The U.S. Supreme Court considered those competing views yesterday as the Court, meeting on the first day of its new term, took up a case challenging Washington's primary system. The 3-year-old law — which has never taken effect because of legal challenges — would allow voters to choose any candidate on the ballot regardless of political affiliation.
"Washington state voters have a real passion for having the freedom to vote for individuals rather than political parties," Reed said after the hour-long hearing. "The people of Washington have been clear: They want and value this freedom on the ballot."
But the major political parties said it was unfair that candidates would be allowed to use a party's name on the ballot even if they are not affiliated with that party. Currently the state uses a "pick a party" primary that requires voters to restrict themselves to one party's slate of candidates.

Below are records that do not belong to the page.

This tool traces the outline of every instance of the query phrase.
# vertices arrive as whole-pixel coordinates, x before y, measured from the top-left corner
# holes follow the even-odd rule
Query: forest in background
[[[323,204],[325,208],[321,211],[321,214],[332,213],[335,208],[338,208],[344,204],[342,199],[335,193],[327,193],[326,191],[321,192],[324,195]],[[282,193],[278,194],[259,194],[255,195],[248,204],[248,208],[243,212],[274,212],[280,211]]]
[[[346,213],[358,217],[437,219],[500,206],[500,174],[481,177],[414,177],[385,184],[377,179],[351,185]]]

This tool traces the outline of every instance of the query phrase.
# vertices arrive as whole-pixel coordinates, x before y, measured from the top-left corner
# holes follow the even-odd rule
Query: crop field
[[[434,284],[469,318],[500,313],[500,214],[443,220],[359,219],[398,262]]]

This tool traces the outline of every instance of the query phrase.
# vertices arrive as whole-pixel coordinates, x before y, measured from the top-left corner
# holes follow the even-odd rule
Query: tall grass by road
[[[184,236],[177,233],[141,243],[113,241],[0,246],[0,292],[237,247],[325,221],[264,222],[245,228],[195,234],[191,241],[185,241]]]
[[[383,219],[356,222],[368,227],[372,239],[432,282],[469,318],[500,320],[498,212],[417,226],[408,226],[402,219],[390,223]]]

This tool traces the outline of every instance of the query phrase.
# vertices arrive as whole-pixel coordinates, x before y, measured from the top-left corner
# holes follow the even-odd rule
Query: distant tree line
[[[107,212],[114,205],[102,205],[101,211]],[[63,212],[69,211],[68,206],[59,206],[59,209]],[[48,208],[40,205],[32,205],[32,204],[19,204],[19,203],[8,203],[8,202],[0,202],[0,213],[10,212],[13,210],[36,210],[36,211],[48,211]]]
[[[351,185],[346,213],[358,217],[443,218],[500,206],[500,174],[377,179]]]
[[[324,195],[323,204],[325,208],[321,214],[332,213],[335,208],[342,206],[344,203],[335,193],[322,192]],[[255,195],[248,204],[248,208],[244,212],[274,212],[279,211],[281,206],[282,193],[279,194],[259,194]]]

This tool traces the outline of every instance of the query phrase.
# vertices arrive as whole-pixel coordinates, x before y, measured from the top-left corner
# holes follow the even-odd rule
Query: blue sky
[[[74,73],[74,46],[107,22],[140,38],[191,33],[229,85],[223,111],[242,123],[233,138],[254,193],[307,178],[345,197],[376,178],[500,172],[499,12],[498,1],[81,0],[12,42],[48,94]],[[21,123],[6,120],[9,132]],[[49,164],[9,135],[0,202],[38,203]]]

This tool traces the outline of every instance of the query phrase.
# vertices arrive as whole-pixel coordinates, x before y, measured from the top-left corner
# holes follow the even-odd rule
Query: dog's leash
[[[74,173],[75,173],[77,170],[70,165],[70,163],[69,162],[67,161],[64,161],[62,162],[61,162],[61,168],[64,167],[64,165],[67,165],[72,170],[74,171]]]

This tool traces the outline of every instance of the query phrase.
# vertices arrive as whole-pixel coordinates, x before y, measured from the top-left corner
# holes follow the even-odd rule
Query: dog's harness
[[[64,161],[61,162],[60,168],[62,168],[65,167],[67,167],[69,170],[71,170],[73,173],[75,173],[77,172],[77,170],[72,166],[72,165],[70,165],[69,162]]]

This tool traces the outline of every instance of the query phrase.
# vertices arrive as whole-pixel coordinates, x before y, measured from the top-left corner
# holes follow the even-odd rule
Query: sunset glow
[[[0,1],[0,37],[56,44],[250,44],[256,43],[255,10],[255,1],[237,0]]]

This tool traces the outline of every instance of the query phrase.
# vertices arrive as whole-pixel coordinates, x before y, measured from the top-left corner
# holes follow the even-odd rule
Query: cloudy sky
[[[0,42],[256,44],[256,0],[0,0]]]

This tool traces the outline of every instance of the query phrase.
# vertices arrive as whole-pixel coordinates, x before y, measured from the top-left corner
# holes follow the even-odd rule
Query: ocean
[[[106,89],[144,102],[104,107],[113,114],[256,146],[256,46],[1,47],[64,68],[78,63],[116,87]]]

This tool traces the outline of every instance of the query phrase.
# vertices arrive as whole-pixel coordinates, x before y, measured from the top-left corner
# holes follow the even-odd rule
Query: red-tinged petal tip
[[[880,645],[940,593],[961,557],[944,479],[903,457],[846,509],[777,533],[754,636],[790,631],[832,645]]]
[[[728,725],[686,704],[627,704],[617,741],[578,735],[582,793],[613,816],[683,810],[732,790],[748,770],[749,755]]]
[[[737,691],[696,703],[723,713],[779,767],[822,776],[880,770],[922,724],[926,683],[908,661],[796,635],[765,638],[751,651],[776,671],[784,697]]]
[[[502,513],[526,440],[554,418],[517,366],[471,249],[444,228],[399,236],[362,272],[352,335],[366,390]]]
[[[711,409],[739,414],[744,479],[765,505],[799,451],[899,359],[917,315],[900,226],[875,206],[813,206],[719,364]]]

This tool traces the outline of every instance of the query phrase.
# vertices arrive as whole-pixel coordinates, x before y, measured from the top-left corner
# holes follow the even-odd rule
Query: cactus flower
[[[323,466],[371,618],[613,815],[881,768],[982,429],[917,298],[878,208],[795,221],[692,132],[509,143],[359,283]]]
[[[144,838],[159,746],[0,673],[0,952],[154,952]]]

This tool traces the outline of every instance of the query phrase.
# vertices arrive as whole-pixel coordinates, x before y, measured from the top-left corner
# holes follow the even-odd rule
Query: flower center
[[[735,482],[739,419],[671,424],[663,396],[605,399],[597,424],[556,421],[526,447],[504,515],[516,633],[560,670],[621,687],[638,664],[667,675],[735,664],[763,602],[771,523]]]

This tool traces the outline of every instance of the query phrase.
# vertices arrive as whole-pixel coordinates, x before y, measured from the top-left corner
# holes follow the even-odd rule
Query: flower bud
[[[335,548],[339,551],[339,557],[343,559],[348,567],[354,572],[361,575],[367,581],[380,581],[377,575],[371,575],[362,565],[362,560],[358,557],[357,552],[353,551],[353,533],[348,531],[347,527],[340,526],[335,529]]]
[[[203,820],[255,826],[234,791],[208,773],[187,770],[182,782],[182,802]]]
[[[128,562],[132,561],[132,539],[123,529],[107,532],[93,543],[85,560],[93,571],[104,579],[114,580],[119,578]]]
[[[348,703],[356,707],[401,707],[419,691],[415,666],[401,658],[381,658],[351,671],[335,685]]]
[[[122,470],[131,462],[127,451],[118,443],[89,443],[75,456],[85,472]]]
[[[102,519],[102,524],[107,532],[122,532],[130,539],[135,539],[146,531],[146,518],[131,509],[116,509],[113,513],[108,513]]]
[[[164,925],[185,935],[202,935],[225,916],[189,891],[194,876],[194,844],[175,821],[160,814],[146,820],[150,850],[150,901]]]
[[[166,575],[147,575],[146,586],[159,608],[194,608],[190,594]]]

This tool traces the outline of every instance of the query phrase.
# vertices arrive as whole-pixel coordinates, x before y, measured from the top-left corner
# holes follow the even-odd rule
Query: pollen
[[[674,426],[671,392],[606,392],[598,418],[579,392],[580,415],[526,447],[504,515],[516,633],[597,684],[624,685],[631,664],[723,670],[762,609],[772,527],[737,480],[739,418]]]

"A political party has a fundamental constitutional right to select its candidate for an office and get ... supporters behind that candidate," said David McDonald, a lawyer representing Washington state Democrats.
The top-two primary "interferes with that right by promoting sore-loser campaigns, mischief campaigns by members of other parties and just plain confusion," McDonald said. "That isn't fair and it isn't constitutional."
The top-two plan was created when state voters approved a law in 2004 allowing them to pick their favorite candidate for each office. The top two vote-getters would advance to the November general election, even if they were from the same party.
The major parties challenged the law in federal court, asserting a First Amendment right to select their own nominees without outside interference.
Several justices yesterday appeared wary of the voter-approved law, which has been struck down by a federal judge and a federal appeals court.
The law would allow candidates to associate themselves with a party but would not allow the parties to reject a candidate they oppose, said Justice Antonin Scalia.
"That seems to me a great disadvantage to the parties," Scalia said.
Defending the law, state Attorney General Rob McKenna said there was no evidence that the parties would be harmed, since they can publicize through advertising and other means which candidates they support.
Chief Justice John Roberts compared the case to a trademark dispute. The two major parties are trying to protect their "brand" to ensure that only those who agree with the party's principles are identified with that party, he said.
Under the law as approved, "people will be confused," Roberts said. Candidates might "look like Republicans but aren't."
Justice David Souter said candidates were unlikely to identify themselves with a party unless they agree broadly with its principles.
John White, arguing the case for Republicans, disagreed. In recent history, David Duke has identified himself as a Republican, despite GOP repudiation of his racial views, while perennial presidential candidate Lyndon LaRouche has called himself a Democrat, despite wide disagreement with Democratic leaders.
The Washington state government and the Washington State Grange have been sparring with the political parties since the Supreme Court ruling in California Democratic Party v. Jones threw out the "blanket primary" in a California case in 2000. The Washington State Grange advocates for farmers and has a long history of supporting populist ballot measures.
The blanket primary allowed voters to split their tickets, voting for one party for governor and another party for state senator, for example.
In 2004, Washington voters approved the Grange-sponsored Initiative 872, which set up the top-two primary system. The major parties challenged the law, which was then struck down by a U.S. District judge and the 9th U.S. Circuit Court of Appeals.
The court is expected to rule by June. If the state prevails, there would be enough time to prepare for a top-two primary approach before the scheduled August primary, Reed said.
The consolidated cases are Washington
State Grange v. Washington Republican Party, 06-713, and State of
Washington v. Washington Republican Party, 06-730.